Denver-based Dominion, which provided voting-machine technology in 28 states, filed a similar suit in March 2021, alleging that Fox “sold a false story of election fraud in order to serve its own commercial purposes, severely injuring Dominion in the progress.” In December, a Delaware judge, Eric M. Davis, denied Fox’s motion to dismiss the $1.6 billion case, writing that it was reasonable to conclude that Fox “either knew its statements about Dominion’s role in election fraud were false or had a high degree of awareness that the statements were false.”

So where does that leave Fox News? Truth is an absolute defense in libel cases, but the statements in question were patently untrue. That puts Fox in the position of arguing that the unhinged “Stop the Steal” assertions aired by Trump’s lawyers, Sidney Powell and Rudolph Giuliani, were newsworthy and therefore protected by what’s known as neutral-reportage privilege. Such a defense protects news organizations that accurately and dispassionately report false information from authoritative sources.

“I view the Dominion and Smartmatic cases as a great opportunity for the neutral-reportage privilege to be recognized and to become more visible,” George Freeman, executive director of the Media Law Resource Center, told me. “For the most part, good law and good journalism are parallel, which is a good thing. But shouldn’t you allow neutral publication of wild newsworthy statements that are either unknown as to their truth or where there are serious doubts as to their truth? The point of them isn’t really to make the accusation, but rather to show what an idiot the person making the charge is.”

One problem for Fox is that the privilege has been recognized only in a handful of states and a federal appeals court opinion in 1977, but not by the U.S. Supreme Court. Moreover, some Fox hosts, especially Lou Dobbs (whose program was canceled a day after Smartmatic sued) and Maria Bartiromo, were hardly neutral conduits. Instead of spreading truth, they spread lies that millions of people came to believe, even as other Fox hosts, notably Tucker Carlson, expressed skepticism about Team Trump’s allegations.

“You’re safe reporting on baseless claims that other people make, but you are not free to embrace them and advance them,” Zick says. “That’s a difference that makes a huge difference.”

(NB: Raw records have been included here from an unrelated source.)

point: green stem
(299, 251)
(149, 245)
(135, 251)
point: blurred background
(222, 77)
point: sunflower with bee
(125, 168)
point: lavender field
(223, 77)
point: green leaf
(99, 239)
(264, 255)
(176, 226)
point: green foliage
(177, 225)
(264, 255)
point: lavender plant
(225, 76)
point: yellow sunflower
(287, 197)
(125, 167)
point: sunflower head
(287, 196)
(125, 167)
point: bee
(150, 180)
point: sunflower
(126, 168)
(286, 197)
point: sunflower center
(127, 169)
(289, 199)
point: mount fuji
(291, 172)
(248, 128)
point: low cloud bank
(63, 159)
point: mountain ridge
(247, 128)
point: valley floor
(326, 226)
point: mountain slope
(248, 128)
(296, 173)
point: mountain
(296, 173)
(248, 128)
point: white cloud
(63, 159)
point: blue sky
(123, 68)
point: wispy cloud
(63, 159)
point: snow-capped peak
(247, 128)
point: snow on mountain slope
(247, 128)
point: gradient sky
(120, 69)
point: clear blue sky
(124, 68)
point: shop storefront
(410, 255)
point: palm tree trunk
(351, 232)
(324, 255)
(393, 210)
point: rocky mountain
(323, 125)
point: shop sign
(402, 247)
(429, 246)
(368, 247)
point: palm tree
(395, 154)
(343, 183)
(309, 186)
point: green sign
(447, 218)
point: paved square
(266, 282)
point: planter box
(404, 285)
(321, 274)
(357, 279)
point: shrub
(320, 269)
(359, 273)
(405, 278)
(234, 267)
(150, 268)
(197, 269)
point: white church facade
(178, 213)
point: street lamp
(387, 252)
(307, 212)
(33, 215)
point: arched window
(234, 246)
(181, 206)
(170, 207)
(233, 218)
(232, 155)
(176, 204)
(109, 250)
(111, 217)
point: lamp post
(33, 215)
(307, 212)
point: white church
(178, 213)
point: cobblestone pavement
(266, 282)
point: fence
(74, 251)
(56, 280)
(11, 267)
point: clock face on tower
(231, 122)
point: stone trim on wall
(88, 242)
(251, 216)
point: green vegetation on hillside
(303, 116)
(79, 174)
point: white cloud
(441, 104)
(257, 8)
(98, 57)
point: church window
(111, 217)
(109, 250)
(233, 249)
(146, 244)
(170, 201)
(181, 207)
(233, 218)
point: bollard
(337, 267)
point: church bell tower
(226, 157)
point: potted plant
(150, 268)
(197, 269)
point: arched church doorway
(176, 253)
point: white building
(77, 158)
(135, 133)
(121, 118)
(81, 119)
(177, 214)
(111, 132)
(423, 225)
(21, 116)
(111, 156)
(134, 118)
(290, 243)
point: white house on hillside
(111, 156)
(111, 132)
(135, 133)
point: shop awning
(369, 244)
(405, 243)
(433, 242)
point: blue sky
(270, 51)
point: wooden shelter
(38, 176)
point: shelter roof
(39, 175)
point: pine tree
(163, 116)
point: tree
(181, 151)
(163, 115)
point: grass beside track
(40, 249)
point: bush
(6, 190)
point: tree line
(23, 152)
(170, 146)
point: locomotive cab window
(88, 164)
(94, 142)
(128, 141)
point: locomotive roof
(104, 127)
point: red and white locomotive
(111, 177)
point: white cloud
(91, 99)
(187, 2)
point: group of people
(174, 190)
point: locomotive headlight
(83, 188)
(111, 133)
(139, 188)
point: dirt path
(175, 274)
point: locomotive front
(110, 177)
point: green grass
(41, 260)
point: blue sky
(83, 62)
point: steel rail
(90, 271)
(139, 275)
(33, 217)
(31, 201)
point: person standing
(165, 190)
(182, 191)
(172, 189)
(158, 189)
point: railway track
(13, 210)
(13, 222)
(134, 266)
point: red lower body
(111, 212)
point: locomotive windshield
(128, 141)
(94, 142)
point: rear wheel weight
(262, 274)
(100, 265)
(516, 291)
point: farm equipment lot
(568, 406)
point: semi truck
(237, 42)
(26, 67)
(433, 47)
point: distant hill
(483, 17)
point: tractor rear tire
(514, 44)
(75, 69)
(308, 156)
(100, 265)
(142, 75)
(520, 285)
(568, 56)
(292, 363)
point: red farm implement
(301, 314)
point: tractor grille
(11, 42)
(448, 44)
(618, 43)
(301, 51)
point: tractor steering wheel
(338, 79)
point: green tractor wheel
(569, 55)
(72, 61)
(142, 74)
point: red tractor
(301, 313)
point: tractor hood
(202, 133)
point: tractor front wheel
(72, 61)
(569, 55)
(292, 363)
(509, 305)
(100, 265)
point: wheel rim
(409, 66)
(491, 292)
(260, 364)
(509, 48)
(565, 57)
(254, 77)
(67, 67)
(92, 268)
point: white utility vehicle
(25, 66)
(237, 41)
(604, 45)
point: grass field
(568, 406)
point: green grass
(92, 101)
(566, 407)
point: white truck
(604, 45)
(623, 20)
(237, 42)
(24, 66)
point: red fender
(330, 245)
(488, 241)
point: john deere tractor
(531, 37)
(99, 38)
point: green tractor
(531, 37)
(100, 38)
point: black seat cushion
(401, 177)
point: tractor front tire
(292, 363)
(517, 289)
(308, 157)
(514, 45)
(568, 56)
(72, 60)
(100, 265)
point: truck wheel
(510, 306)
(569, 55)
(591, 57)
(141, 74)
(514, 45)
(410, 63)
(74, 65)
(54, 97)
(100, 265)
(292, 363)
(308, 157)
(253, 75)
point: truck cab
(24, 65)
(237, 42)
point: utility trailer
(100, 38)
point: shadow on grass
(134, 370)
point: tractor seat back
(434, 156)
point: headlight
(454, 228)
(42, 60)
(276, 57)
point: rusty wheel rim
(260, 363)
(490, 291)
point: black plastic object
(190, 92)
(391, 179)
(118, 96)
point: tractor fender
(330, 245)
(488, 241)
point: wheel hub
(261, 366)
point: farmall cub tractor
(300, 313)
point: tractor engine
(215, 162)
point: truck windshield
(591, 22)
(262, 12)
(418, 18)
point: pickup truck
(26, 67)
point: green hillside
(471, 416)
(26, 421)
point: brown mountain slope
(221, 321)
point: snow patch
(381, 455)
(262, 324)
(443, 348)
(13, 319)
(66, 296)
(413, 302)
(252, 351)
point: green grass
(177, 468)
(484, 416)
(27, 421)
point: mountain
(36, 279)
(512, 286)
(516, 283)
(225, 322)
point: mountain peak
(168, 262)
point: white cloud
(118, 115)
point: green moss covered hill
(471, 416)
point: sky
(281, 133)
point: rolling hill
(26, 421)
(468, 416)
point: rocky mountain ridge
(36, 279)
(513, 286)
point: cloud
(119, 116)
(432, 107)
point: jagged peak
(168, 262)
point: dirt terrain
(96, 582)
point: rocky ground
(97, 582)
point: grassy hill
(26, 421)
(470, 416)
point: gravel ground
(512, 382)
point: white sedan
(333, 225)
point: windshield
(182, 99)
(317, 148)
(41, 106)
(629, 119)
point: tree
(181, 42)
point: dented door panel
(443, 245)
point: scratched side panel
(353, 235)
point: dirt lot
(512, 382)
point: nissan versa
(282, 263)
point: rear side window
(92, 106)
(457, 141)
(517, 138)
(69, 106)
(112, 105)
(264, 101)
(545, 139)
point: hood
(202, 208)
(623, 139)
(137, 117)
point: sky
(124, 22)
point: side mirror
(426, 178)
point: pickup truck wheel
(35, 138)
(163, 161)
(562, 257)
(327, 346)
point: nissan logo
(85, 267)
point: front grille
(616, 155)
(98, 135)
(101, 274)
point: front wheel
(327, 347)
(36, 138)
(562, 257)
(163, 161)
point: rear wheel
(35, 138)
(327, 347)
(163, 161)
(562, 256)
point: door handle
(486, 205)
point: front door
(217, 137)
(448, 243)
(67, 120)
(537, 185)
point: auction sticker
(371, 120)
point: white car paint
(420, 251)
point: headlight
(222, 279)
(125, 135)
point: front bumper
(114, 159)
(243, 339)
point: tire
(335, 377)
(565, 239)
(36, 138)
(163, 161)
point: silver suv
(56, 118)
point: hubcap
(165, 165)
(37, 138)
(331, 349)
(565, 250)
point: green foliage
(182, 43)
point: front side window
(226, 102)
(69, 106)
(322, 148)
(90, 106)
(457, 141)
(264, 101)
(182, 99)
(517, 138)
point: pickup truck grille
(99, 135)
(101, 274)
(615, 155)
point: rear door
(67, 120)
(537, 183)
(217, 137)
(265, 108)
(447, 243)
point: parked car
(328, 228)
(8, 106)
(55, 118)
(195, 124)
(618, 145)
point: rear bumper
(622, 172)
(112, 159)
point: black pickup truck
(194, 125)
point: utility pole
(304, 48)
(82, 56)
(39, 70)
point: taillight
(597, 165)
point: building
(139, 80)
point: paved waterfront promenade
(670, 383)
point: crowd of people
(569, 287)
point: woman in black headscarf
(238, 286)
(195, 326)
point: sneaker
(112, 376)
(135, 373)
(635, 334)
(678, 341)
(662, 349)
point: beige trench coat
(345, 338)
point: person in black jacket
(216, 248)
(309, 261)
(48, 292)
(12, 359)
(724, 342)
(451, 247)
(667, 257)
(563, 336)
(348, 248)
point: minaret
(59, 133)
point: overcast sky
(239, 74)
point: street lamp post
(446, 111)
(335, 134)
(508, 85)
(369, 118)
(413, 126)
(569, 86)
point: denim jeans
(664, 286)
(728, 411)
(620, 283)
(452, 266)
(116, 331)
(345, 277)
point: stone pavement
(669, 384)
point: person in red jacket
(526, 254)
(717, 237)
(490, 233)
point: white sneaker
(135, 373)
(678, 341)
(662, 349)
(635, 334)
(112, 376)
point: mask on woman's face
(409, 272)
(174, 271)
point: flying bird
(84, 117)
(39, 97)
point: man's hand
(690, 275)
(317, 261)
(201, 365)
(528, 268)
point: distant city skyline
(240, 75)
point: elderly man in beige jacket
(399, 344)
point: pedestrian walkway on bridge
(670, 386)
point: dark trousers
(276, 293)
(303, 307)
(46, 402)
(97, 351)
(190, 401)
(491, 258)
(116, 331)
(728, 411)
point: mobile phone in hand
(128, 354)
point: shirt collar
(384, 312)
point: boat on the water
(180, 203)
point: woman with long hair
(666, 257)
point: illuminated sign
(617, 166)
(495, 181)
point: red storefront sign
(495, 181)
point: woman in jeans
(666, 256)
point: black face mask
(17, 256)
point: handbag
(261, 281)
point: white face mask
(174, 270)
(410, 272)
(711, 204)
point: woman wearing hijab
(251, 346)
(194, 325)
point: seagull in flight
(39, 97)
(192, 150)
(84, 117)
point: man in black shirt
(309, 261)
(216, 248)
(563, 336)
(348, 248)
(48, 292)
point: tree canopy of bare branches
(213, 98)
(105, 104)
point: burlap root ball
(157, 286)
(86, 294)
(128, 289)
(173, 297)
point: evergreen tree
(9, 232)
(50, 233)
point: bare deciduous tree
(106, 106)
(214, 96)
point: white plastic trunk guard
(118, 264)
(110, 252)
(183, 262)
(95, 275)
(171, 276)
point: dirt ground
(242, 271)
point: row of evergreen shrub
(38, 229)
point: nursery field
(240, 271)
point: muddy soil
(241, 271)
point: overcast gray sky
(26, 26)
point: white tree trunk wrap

Another defense that’s unlikely to hold up for Fox, which serves its viewers an uneasy mix of fearless reporting and feckless commentary, is that the hosts’ remarks were constitutionally protected opinion. To paraphrase the late Sen. Daniel Patrick Moynihan, commentators are entitled to their own opinions, but not their own facts. Or as Wallace put it to the Times, “I’m fine with opinion: conservative opinion, liberal opinion. But when people start to question the truth — Who won the 2020 election? Was Jan. 6 an insurrection? — I found that unsustainable.”

Unsustainable indeed. The courts will determine whether it was also actionable.

Bill Sternberg is a veteran Washington journalist and former editorial page editor of USA Today.